Department of Nephrology, The Affiliated Hospital of Qingdao University, Qingdao, China.
Front Immunol. 2024 Jul 1;15:1435838. doi: 10.3389/fimmu.2024.1435838. eCollection 2024.
IgA nephropathy (IgAN) is a significant contributor to chronic kidney disease (CKD). Renal arteriolar damage is associated with IgAN prognosis. However, simple tools for predicting arteriolar damage of IgAN remain limited. We aim to develop and validate a nomogram model for predicting renal arteriolar damage in IgAN patients.
We retrospectively analyzed 547 cases of biopsy-proven IgAN patients.
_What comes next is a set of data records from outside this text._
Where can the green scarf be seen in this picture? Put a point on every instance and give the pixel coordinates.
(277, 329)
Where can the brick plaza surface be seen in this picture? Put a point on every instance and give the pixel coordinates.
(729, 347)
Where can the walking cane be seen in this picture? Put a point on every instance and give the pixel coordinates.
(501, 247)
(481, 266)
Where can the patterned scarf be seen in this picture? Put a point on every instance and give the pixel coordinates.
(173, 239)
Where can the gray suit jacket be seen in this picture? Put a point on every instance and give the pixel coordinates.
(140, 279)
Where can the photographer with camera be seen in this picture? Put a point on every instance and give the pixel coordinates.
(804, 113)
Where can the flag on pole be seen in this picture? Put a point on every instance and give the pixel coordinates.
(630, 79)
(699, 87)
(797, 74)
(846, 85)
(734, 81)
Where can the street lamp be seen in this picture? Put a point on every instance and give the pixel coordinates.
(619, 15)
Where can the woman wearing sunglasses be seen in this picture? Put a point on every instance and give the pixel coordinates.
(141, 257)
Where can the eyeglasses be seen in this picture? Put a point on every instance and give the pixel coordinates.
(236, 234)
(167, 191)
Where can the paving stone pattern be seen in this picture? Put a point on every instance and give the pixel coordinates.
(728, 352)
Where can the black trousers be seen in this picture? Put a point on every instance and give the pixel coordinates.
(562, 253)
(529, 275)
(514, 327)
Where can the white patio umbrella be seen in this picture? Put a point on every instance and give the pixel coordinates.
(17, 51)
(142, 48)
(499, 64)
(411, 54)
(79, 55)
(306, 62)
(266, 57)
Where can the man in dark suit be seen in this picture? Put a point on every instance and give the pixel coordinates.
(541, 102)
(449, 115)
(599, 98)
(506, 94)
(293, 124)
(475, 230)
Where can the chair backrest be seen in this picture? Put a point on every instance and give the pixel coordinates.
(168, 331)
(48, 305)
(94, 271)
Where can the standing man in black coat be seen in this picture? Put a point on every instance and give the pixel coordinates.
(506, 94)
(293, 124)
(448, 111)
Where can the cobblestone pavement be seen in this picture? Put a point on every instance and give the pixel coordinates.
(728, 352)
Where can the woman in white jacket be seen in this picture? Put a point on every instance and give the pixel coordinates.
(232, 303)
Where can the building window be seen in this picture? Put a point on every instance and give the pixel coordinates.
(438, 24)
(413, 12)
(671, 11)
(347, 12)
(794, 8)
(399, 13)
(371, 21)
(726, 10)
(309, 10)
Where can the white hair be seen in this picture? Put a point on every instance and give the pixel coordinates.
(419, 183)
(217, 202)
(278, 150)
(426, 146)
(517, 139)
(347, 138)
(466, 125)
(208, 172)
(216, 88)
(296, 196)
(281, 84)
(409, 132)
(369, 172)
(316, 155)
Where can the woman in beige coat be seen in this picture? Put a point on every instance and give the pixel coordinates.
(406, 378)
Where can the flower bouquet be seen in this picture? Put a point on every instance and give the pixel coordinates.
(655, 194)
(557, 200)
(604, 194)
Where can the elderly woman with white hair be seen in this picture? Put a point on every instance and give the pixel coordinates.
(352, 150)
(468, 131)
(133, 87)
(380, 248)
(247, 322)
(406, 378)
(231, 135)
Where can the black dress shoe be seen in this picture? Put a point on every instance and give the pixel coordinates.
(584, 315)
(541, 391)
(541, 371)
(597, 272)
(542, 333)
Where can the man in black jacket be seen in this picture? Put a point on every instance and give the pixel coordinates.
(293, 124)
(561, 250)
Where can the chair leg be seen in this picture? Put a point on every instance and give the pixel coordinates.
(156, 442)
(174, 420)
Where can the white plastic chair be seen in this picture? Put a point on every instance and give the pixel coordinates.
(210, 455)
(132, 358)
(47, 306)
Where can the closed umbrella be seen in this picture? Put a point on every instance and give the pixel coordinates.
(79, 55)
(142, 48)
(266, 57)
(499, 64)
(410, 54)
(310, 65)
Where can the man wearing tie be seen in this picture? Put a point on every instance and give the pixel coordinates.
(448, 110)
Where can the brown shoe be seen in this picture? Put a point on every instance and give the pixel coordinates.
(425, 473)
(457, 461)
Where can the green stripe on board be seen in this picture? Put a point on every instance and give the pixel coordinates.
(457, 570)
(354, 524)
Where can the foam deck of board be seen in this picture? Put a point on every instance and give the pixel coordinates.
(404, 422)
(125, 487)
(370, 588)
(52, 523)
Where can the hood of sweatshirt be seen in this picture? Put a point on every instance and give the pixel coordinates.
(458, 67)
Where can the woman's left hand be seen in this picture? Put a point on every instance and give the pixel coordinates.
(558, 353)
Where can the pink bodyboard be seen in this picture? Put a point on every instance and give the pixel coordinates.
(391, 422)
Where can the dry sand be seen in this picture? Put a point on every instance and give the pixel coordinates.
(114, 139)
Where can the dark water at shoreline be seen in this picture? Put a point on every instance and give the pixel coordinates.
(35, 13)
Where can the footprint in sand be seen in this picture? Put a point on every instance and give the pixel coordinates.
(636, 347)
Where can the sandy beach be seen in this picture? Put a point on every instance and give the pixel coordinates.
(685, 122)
Least absolute shrinkage and selection operator (LASSO) regression and logistic regression were applied to screen for factors associated with renal arteriolar damage in patients with IgAN. A nomogram was developed to evaluate the renal arteriolar damage in patients with IgAN. The performance of the proposed nomogram was evaluated based on a calibration plot, ROC curve (AUC) and Harrell's concordance index (C-index).
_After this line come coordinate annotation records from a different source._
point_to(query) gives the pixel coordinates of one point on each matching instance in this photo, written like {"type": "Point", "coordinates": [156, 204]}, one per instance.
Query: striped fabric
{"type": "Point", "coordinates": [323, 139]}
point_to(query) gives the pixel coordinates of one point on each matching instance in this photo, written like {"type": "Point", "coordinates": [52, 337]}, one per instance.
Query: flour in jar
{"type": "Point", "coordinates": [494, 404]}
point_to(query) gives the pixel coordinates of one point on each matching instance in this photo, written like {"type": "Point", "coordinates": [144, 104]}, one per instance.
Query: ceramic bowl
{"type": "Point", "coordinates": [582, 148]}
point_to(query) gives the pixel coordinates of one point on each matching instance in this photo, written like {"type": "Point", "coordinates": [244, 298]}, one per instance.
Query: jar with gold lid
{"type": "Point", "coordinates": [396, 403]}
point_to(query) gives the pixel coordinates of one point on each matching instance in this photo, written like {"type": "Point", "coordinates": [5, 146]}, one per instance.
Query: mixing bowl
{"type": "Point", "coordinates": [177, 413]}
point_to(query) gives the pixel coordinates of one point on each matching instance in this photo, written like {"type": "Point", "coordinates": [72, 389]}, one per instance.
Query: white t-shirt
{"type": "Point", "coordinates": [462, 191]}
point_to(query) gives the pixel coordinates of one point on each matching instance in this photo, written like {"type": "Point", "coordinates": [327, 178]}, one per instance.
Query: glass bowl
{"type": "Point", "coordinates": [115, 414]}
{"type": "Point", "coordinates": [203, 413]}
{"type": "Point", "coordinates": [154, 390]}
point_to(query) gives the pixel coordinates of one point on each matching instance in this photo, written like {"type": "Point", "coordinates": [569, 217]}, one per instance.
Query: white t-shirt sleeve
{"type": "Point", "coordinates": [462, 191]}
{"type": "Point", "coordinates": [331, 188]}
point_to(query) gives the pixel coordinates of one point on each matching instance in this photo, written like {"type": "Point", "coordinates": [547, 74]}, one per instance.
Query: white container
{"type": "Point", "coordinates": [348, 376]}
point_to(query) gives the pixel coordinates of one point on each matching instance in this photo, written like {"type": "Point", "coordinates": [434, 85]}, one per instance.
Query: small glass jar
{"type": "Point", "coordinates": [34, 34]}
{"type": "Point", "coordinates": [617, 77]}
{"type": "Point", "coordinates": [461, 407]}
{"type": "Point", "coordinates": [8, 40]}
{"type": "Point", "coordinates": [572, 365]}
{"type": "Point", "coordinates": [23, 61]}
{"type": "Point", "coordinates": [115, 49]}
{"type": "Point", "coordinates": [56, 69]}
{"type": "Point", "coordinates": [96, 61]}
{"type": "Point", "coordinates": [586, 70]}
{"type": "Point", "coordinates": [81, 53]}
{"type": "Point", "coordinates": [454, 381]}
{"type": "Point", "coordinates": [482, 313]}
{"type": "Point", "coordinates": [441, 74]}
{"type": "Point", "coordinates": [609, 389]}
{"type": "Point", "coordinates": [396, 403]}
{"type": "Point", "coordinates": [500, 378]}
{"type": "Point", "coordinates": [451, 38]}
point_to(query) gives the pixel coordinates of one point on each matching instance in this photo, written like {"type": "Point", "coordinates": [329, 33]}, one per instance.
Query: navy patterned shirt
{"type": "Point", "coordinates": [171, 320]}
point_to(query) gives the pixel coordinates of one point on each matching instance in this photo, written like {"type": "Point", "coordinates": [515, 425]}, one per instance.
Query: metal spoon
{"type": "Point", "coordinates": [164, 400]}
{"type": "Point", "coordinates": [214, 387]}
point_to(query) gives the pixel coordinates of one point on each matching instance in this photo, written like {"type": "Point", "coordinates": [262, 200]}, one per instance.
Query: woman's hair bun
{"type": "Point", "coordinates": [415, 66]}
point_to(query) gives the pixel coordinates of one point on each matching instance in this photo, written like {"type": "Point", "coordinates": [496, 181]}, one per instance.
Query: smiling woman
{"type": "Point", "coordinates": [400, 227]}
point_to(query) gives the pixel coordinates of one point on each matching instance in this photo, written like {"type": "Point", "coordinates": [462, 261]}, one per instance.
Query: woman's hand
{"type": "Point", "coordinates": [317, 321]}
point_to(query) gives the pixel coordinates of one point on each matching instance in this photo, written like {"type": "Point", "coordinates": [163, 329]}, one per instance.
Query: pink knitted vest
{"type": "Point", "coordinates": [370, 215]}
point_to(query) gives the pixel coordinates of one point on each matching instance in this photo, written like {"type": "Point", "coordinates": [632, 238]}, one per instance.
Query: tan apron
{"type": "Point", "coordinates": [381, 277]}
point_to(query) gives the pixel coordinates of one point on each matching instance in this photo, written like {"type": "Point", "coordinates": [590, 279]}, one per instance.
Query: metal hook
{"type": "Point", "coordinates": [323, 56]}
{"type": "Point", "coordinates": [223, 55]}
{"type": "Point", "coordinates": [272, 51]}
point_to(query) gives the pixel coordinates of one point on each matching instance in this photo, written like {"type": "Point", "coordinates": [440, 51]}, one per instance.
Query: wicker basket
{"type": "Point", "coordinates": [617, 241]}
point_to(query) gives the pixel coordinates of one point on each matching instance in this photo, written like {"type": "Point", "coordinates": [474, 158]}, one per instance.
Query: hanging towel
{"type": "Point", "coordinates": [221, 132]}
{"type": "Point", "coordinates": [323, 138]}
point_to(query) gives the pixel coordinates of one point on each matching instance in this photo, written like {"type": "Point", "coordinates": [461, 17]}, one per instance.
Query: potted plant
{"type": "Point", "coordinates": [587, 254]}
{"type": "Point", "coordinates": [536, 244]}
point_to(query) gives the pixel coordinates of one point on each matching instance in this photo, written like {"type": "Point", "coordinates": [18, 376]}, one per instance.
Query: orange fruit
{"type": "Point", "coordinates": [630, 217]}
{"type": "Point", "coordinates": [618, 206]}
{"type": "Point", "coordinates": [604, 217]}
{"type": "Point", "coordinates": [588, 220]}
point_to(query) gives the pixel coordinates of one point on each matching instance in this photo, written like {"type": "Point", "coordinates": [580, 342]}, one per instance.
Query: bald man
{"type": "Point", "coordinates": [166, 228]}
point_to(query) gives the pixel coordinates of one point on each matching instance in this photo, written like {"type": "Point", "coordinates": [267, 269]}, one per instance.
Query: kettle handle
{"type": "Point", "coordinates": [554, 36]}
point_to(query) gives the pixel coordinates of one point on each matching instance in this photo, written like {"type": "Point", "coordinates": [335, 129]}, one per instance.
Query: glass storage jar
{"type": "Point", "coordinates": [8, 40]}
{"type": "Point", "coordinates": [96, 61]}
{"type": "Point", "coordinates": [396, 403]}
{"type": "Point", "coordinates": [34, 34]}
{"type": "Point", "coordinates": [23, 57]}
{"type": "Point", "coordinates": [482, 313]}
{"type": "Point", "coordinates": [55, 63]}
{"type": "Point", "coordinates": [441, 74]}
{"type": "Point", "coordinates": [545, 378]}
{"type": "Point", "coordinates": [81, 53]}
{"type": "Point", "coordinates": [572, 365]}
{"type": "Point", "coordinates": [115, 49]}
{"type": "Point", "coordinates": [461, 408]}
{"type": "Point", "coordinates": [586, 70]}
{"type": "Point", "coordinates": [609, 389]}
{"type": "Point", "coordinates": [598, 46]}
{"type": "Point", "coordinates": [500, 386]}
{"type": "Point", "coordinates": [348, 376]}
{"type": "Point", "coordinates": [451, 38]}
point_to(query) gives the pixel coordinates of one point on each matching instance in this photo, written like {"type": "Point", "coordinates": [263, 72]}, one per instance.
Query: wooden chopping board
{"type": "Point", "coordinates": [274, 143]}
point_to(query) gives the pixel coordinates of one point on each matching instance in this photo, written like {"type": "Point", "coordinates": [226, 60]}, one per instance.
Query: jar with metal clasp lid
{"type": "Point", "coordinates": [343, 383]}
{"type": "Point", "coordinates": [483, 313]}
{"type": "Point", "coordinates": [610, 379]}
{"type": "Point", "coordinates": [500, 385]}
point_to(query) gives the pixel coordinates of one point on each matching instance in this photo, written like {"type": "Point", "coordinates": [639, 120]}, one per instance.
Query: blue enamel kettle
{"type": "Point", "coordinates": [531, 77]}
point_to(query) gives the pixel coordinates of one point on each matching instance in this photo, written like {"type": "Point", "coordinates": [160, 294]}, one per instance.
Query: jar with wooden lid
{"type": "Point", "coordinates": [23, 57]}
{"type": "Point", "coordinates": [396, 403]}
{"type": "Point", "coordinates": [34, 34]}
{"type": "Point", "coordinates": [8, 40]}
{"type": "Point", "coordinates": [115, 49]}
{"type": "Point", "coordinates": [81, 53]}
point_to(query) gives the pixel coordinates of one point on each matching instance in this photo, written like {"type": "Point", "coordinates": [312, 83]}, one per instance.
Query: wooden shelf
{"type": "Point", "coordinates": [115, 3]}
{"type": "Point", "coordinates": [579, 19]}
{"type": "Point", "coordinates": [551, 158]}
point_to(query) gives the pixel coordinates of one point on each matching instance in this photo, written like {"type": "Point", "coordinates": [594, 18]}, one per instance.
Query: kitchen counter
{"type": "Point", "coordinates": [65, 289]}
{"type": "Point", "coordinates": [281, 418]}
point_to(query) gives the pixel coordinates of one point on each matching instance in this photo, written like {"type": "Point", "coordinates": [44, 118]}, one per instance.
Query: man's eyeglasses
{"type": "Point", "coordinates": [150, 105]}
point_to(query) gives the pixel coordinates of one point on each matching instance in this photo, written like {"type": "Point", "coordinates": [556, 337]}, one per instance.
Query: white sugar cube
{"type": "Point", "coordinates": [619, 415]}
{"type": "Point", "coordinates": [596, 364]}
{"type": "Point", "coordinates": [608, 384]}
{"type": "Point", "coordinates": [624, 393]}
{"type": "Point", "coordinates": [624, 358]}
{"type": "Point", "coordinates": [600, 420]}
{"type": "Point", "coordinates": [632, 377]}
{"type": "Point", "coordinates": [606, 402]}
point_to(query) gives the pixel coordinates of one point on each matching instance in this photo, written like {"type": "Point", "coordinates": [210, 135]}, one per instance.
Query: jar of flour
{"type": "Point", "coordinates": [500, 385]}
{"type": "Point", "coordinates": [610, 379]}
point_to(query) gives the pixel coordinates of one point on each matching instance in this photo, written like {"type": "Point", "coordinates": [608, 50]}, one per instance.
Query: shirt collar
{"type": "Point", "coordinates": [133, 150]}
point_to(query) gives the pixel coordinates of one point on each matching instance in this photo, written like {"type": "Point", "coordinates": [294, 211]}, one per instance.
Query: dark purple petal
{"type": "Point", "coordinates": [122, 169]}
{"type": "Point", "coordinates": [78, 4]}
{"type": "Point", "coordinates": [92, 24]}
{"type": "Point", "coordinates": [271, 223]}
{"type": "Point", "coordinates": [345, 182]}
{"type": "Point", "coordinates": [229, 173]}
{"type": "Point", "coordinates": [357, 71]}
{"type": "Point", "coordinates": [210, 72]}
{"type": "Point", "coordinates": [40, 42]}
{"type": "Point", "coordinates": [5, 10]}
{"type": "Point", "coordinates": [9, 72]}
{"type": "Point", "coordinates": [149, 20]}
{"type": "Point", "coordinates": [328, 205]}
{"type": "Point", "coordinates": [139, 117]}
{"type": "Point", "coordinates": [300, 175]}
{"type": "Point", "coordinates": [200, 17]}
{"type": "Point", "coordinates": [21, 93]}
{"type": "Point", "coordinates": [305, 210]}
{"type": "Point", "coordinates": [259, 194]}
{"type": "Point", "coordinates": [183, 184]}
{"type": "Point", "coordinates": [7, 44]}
In this study, patients in the arteriolar damage group had higher levels of age, mean arterial pressure (MAP), serum creatinine, serum urea nitrogen, serum uric acid, triglycerides, proteinuria, tubular atrophy/interstitial fibrosis (T1-2) and decreased eGFR than those without arteriolar damage. Predictors contained in the prediction nomogram included age, MAP, eGFR and serum uric acid. Then, a nomogram model for predicting renal arteriolar damage was established combining the above indicators. Our model achieved well-fitted calibration curves and the C-indices of this model were 0.722 (95%CI 0.670-0.774) and 0.784 (95%CI 0.716-0.852) in the development and validation groups, respectively.
With excellent predictive abilities, the nomogram may be a simple and reliable tool to predict the risk of renal arteriolar damage in patients with IgAN.
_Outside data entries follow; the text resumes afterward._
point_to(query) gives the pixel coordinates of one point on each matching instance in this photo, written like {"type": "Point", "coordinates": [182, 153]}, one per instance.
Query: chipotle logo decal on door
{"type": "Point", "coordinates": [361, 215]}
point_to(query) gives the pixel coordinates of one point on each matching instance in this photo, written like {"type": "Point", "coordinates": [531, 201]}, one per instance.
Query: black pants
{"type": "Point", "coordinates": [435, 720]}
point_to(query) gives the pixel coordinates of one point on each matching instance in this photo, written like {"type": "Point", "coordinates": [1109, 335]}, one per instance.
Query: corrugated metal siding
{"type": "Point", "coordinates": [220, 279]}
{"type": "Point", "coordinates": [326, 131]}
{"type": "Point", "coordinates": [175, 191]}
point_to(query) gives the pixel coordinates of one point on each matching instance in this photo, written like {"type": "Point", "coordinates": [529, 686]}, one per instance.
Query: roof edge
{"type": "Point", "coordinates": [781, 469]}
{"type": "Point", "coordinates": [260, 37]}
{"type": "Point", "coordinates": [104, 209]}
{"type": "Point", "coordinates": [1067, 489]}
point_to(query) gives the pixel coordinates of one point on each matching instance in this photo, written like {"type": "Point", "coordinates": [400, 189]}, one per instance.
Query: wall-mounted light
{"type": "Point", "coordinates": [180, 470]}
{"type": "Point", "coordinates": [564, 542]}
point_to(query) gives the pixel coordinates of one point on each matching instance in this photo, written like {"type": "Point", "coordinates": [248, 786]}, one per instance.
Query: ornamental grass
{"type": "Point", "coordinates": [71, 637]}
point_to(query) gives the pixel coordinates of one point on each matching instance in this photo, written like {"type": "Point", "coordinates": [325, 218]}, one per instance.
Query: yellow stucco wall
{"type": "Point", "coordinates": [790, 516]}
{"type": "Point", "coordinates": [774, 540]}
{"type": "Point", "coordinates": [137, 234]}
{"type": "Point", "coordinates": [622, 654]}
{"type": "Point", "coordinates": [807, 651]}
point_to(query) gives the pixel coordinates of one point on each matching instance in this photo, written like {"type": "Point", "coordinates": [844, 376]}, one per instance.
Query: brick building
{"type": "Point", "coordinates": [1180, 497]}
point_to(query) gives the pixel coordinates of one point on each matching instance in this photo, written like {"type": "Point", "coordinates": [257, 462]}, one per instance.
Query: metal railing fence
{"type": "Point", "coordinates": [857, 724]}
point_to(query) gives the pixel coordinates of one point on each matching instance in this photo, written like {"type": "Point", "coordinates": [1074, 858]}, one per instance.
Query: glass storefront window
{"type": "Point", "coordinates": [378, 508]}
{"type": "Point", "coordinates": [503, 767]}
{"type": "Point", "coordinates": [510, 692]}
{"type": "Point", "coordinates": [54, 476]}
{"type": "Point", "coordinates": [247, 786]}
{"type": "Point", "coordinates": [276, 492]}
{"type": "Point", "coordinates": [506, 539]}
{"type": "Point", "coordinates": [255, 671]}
IgA 肾病(IgAN)是慢性肾脏病(CKD)的重要病因。肾小动脉损伤与 IgAN 预后相关。然而,用于预测 IgAN 患者小动脉损伤的简单工具仍然有限。我们旨在开发和验证一种用于预测 IgAN 患者肾小动脉损伤的列线图模型。
我们回顾性分析了 547 例经活检证实的 IgAN 患者。应用最小绝对收缩和选择算子(LASSO)回归和逻辑回归筛选与 IgAN 患者肾小动脉损伤相关的因素。建立列线图评估 IgAN 患者肾小动脉损伤。基于校准图、ROC 曲线(AUC)和 Harrell 一致性指数(C-index)评估所提出列线图的性能。
在本研究中,与无小动脉损伤组相比,小动脉损伤组患者年龄、平均动脉压(MAP)、血清肌酐、血清尿素氮、血尿酸、三酰甘油、蛋白尿、肾小管萎缩/间质纤维化(T1-2)更高,eGFR 降低。预测列线图中的预测因子包括年龄、MAP、eGFR 和血尿酸。然后,结合上述指标建立了预测肾小动脉损伤的列线图模型。我们的模型获得了拟合良好的校准曲线,该模型在开发和验证组中的 C 指数分别为 0.722(95%CI 0.670-0.774)和 0.784(95%CI 0.716-0.852)。
该列线图具有良好的预测能力,可能是一种简单可靠的工具,可用于预测 IgAN 患者肾小动脉损伤的风险。